Qu’en est-il de l’intégration Burkina-Côte d’Ivoire?

Entre le Burkina et la Côte d’Ivoire, je ne sais pas si on peut parler d’intégration. On doit plutôt parler de fraternité ! C’est le même peuple, la même histoire d’un peuple installé sur deux territoires. A travers le TAC, nous avons au plus haut sommet de nos deux Etats, des concertations permanentes, des Conseils de Gouvernement. Dans le cadre de ce TAC, il y a beaucoup de projets intégrateurs, comme l’autoroute Abidjan-Ouagadougou qui évolue bien des deux côtés. Nous avons, par ailleurs, une partie de notre énergie qui vient de la Côte d’Ivoire, etc. Notre diaspora en Côte d’Ivoire constitue la plus grande communauté étrangère vivant dans ce pays. C’est vous dire qu’aujourd’hui, l’axe Ouagadougou-Yamoussoukro se porte très bien.

Le sujet de la réconciliation entre Burkinabè est à l’ordre du jour, et nombre de vos compatriotes ont lancé récemment un appel aux gouvernements des deux pays afin qu’ils s’impliquent dans ce projet. Qu’en dites-vous?
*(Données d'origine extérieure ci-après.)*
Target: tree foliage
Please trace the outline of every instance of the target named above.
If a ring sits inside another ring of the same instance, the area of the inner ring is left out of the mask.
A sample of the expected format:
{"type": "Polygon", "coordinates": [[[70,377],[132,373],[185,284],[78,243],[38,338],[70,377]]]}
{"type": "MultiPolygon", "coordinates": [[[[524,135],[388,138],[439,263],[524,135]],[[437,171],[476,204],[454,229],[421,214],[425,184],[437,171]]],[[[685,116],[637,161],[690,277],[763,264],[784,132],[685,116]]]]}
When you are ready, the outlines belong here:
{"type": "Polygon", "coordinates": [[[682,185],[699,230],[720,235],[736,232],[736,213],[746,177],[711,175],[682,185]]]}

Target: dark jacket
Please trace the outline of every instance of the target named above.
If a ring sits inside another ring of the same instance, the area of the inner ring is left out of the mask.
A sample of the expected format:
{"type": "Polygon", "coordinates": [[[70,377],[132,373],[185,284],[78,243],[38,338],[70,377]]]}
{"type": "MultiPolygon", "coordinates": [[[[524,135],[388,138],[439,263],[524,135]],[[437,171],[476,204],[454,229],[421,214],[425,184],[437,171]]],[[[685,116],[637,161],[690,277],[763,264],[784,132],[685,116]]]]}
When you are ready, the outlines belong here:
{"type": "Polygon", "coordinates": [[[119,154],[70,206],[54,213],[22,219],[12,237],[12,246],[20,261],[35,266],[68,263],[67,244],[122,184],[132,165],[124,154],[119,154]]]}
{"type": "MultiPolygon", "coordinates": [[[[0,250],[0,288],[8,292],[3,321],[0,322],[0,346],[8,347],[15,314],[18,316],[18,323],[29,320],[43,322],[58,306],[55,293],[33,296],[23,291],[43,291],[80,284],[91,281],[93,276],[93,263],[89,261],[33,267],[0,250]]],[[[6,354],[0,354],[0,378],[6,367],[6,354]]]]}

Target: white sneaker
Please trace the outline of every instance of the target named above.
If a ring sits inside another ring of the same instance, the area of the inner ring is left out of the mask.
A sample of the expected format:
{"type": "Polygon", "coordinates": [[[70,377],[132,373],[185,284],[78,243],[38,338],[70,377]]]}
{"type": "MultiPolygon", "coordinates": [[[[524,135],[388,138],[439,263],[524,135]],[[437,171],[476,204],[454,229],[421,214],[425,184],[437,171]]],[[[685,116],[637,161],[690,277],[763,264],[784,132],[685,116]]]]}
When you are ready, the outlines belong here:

Ce que j’en dis, c’est ce que le Président Kaboré en dit. A savoir, que nous ne sommes pas contre la réconciliation nationale, bien au contraire. Aucun Gouvernement, aucun peuple au monde ne peut être contre la réconciliation nationale. Seulement, nous disons que la réconciliation fait partie d’un processus. Et lorsqu’on se réconcilie, sans avoir au préalable établi la vérité, sans avoir rendu la justice, on reste dans la fiction, car l’on n’aura pas vidé le contentieux, si bien que les mêmes causes produiront les mêmes effets. En tout état de cause, le Président du Faso a récemment assuré qu’après les élections, ce sujet sera l’un de ses premiers chantiers, si le peuple lui renouvelle sa confiance.